Por Mónica Mancero Acosta

Mercedes Prieto, docente investigadora de Flacso, tiene a su haber un magnífico libro titulado Liberalismo y temor, imaginando los sujetos indígenas en el Ecuador postcolonial. En este estudio, la doctora Prieto muestra cómo el liberalismo, en la primera mitad del siglo XX, se erigió como sistema político instrumentalizando el temor de las élites hacia los grupos indígenas en el país. Parafraseo su título para indicar cómo un proceso algo similar, conservando las obvias diferencias, se reproduce estos días en un mundo supuestamente globalizado.

El Brexit o salida del Reino Unido de la Unión Europea, aprobado por una estrecha mayoría, ha generado conmoción en Europa. Varios análisis tratan de explicar las razones de esta decisión tomada por las sociedades de dos de los cuatro países que lo conforman: Inglaterra, Gales, Irlanda del Norte y Escocia. Estos análisis señalan que las consecuencias para el propio Reino Unido en el nivel económico y político son incalculables, por lo pronto cayó en picada la libra esterlina y podría ocasionarse una desmembración de Escocia e Irlanda del Norte del Reino Unido, países que votaron por la permanencia. Además, debe dimitir el Primer Ministro Cameron. Estos análisis responsabilizan al propio Cameron, quien por zanjar una disputa interna de su partido y del ala conservadora, puso este tema complejo y de carácter técnico en el tapete para una votación popular que fue fácilmente manipulable por las agendas separatistas, nacionalistas y xenófobas. Esto nos muestra los límites que, en algunos casos, puede tener la propia democracia directa.

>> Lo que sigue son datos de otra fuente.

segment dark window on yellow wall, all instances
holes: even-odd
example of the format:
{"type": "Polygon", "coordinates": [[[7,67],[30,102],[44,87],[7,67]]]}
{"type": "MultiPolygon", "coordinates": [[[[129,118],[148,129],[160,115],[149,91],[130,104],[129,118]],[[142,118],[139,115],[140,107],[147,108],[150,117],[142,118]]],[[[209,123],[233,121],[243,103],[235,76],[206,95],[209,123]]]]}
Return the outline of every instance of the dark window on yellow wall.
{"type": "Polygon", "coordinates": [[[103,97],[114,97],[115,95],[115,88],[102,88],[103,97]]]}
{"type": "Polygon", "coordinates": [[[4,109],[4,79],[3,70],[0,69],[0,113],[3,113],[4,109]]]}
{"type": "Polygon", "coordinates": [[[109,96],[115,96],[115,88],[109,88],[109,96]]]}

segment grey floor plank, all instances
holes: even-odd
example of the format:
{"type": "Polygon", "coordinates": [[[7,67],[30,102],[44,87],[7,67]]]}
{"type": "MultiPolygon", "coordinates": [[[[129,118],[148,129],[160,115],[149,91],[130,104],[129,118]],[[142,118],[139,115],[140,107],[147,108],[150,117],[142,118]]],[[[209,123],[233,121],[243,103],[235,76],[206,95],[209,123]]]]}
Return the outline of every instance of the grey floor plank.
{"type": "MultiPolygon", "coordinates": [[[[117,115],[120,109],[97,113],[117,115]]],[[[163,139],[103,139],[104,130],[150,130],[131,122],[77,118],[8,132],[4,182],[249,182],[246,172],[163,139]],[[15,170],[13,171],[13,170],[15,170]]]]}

Las consecuencias para Europa también serían importantes, un efecto latente es la posibilidad que otros países opten por la misma vía, lo que pondría eventualmente en riesgo un sistema de integración largamente madurado como el europeo. Estos resultados ponen en evidencia aquello que en teoría de la integración se decía ya hace tiempo, es necesario construir la integración desde las sociedades antes que desde los Estados. Además de que no basta con mecanismos comerciales o económicos, sino que se debe trabajar más los aspectos sociales y culturales.

Escuchaba en una entrevista, en medios europeos, a personas mayores de nacionalidad inglesa quienes opinaban lo increíble que les resulta a ellos cómo Inglaterra se somete a los dictámenes de Bruselas, cuando antes eran los ingleses los que decían al mundo lo que tenía que hacerse. Es decir, un imaginario de un pasado colonialista también jugó en la campaña y en el resultado. Los conflictos generacionales también emergieron cuando se comprobó que los jóvenes prefieren permanecer mientras que los viejos escogieron salir, así han terminado decidiendo unos por otros, quienes finalmente vivirán más tiempo las consecuencias del Brexit.

El verano pasado tuve la oportunidad de visitar esa región y me sorprendió encontrar particularmente en varias ciudades de la gran Inglaterra de la Revolución industrial, barriadas enteras de antiguos enclaves industriales que habían entrado en una profunda crisis con las políticas neoliberales de Thatcher de privilegiar al capitalismo financiero sobre el industrial, y casi se habían vuelto zonas marginales con significativos niveles delictivos. Era visible que había problemas sociales y económicos, que hoy fueron aprovechados a través de la estrategia del temor.

El miedo, el nacionalismo conservador y el racismo han sido los elementos que han jugado para que el electorado se haya convencido a través de los discursos de los líderes de la derecha conservadora. Hay que decir que se acusa de burocratización y de instaurar una tendencia neoliberal en la Unión Europea, factores que aparentemente pesarían menos en la decisión tomada. Lo preocupante es que vientos similares soplan por Norteamérica, pues también allí el candidato del partido conservador Donald Trump ha manipulado el temor hacia el terrorismo, la pérdida de empleos, la delincuencia que, supuestamente, generarían los migrantes.

En los procesos de colonialismo europeo se sometieron a regiones enteras, y las “regulaciones” cuando las había, siempre estuvieron a favor de los colonizadores. Hoy somos testigos de cómo la globalización se retuerce en el norte para protegerse de los desplazamientos de refugiados provocados por guerras, por conflictos étnicos o religiosos, o por crisis económica. Los escenarios que se abren son inciertos y podría irse de las manos de los dirigentes europeos los alcances del Brexit. Los bloques regionales sólidos podrían ceder definitivamente a favor de una multiporalidad, del aparente retorno de los estados nación y una recuperación de soberanía, como eje de configuración hegemónica, en caso de debilitarse el bloque europeo. Acá, en nuestro rincón, la ciudadanía universal no ha pasado de ser una bonita frase que ha escondido también sus propios temores.